Dois cientistas de um laboratório do governo americano enfrentam acusações federais por retornarem de uma viagem à África com frascos do vírus mpox sem a devida permissão das autoridades.
O caso, ocorrido em janeiro, foi tornado público pelo tribunal federal em Detroit nesta semana. Os investigados são Vincent Munster, chefe da seção de ecologia viral do Rocky Mountain Laboratories em Hamilton, Montana, e Claude Kwe, que trabalha com ele.
Eles foram detidos no Aeroporto Metropolitano de Detroit ao retornarem ao país em um voo de Paris e após passarem nove dias na República do Congo, onde ocorreu um surto de mpox que foi associado a mais de 2.000 mortes no país africano.
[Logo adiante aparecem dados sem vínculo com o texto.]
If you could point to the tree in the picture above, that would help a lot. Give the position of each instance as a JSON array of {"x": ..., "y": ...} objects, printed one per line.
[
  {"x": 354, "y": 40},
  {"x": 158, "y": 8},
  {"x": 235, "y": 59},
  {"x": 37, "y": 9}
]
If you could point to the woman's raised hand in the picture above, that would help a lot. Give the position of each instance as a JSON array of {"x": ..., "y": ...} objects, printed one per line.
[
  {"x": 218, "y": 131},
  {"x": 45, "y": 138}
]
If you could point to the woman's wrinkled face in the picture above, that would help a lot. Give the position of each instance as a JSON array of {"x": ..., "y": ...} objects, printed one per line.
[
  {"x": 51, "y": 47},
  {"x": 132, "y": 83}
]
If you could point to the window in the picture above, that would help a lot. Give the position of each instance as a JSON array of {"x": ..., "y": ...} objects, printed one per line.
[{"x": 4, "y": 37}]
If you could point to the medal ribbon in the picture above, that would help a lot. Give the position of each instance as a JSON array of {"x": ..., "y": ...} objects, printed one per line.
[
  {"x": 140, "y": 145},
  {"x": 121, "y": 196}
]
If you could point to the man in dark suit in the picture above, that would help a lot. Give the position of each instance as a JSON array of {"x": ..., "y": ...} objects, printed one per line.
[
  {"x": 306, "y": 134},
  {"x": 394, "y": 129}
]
De acordo com documentos do FBI, um dos cientistas teria mentido às autoridades sobre a entrada de materiais ou amostras biológicas do vírus nos EUA. No entanto, testes feitos posteriormente revelaram que Munster e Kwe estavam viajando com frascos de mpox desativado.
“Qualquer tentativa deliberada de ocultar e contrabandear materiais biológicos para os Estados Unidos sem a devida autorização constitui uma quebra da confiança pública e poderia ter colocado a população em risco”, declarou Marcus Sykes, do gabinete do Inspetor-Geral do Departamento de Saúde e Serviços Humanos.
Até o momento, não há informações sobre o motivo dos cientistas contrabandearem o vírus para dentro dos EUA. O FBI informou que os virologistas trabalham extensivamente em pesquisas sobre o mpox.
O vírus é responsável por provocar uma doença infecciosa que pode causar erupções cutâneas dolorosas, inchaço dos gânglios linfáticos, febre, dor de cabeça, dores musculares, dores nas costas e falta de energia.
Até alguns anos atrás, a maioria dos casos relatados em humanos era observada em pessoas da África Central e Ocidental que tiveram contato próximo com animais infectados. No entanto, em 2022 foi descoberto que o vírus se espalhava por via sexual.